Authentizität im Beruf: „Dann wäre die Arbeitswelt ein besserer Ort“

Eine Rolle spielen, nur um im Job viel Geld zu verdienen? „Das wird anstrengend“, sagt Karriere-Coachin Monika Rörig. Sie appelliert für mehr Authentizität im Berufsleben und erklärt, wie weit die Gesellschaft ist.

Authentisch und echt sein – ein Wert, der im Bereich Karriere immer bedeutender wird. Das sagt Monika Rörig, selbstständige Mentorin und Mentaltrainerin für weibliche Führungskräfte. Im Podcast „Glück gehört“ spricht sie darüber, was Authentizität im Beruf bedeutet, wo die Grenzen zur Professionalität sind und ob es Menschen glücklicher macht, wenn sie im Job authentisch sind.

Frau Rörig, was heißt für Sie „Authentizität“? 

Authentizität ist für mich Echtheit, Ursprünglichkeit. Es wird oft diskutiert: Wann bin ich authentisch? Manche denken, wenn man ungeschminkt ist als Frau, ist man authentisch. Darüber gibt es ganz viele Annahmen. Ich glaube, bei Authentizität geht es wirklich um die Persönlichkeit.

Kann man lernen, authentisch zu sein? Beziehungsweise kann man in einer Rolle authentisch werden, in der man sich anfangs fremd fühlt – in einer Führungsrolle im Beruf zum Beispiel? 

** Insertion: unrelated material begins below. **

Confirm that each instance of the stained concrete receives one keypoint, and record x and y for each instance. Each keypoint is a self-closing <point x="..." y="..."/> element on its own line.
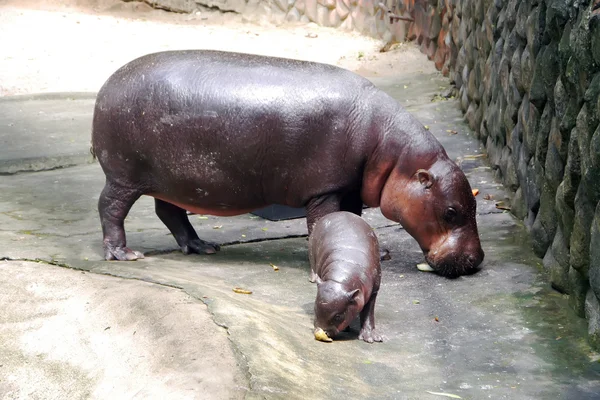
<point x="502" y="333"/>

Man kann sich mit Sicherheit Dinge aneignen, aber es kommt wieder auf den Ursprung zurück. Ich komme wieder auf mich. Je mehr ich in der Mitte bin und je mehr ich weiß, wer ich bin, desto authentischer bin ich. Und das kommt beim Gegenüber an. Ich würde eher davon abraten, mir irgendwas anzueignen, weil ich denke, dass man diese Eigenschaft als Führungskraft braucht. Man sollte sich eher überlegen: Wie finde ich meine Führungsrolle? Wie finde ich meinen Zugang zur Führung?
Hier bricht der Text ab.